Aldığı talimat ile hızlı adımları kalabalığa karışırken bu merak uyandırıcı antika için üzüldü. Sonuöta herkesin 'atalarımızın mirası' 'dokunmayın' nidalarını iki saniyede yok edecekti, Jisung.

Girdiği kalabalık ve aralarından en öne geçmesiyle cam fanusun içindeki antika saat artık görünürdeydi.

Nasıl alıcağını düşündü önce sonra ise aklına gelen fikirle kendisinin dengesi bozulmuş gibi göstererek kendini öne, bir kızın arkasına doğru atmıştı. Bunun üzerine kız öne doğru sendelemiş ve tutunmak için uzandıgı yerdense cam fanusu düşürüp kırmıştı.
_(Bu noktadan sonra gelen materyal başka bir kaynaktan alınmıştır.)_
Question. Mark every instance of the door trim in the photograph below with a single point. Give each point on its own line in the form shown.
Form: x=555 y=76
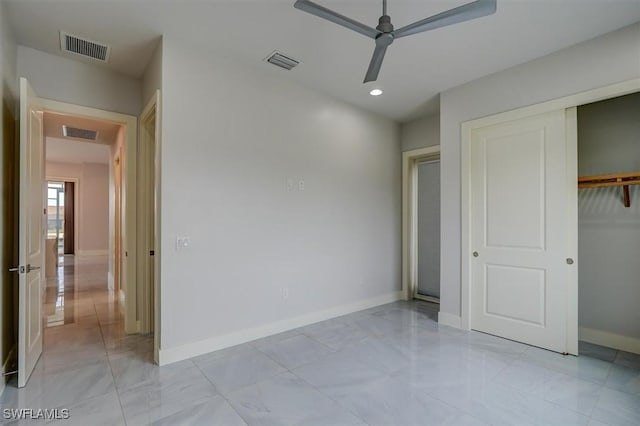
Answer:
x=76 y=203
x=568 y=102
x=410 y=160
x=131 y=125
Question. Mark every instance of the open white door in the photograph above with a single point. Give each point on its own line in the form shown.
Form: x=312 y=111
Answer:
x=31 y=233
x=520 y=230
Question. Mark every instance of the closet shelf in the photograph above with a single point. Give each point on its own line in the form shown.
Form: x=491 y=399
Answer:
x=616 y=179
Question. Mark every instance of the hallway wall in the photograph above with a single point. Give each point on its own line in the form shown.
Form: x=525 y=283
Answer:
x=8 y=96
x=265 y=252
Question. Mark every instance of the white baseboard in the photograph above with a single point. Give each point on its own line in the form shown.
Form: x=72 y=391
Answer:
x=92 y=252
x=179 y=353
x=449 y=319
x=611 y=340
x=5 y=367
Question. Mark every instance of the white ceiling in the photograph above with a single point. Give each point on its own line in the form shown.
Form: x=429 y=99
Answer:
x=107 y=132
x=334 y=59
x=70 y=150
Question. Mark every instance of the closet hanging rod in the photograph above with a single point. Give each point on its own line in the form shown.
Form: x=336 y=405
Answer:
x=615 y=179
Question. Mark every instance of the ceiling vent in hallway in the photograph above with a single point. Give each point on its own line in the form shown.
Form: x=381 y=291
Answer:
x=83 y=47
x=283 y=61
x=73 y=132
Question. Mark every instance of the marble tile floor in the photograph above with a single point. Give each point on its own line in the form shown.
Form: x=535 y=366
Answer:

Şeritleri yaran kız ile güvenlik ilk iş kızı kolundan yakalarken Jisungta bu trajedik olay ile hızla dikkati dağılan topluluk ile antika saatine cebine atmıştı.

Şimdi tek bir şey vardı. O da Jisung'un buradan çıkmasıydı.

Fark ettirmeden ve insan kalabalığından uzaklaşarak yan çıkışa geldiğinde kulaklıktan gelen sesle hızla durmuştu

"Dışarısı polis kaynıyor. Seni alabileceğimi düşünmüyorum ki buraya doğru bakıyorlar. Şimdilik biraz uzaklaşıcam iletişimde kalalım. Senin tarafın görünürde boş dikkatlice çık ve bir caddeden ilerle" 

"Pekala" Jisung derin bir nefes alarak hızlı adımlarıyla çıkıştan çıkarken önce etrafa bakınmış sonrada koşmaya başlamıştı.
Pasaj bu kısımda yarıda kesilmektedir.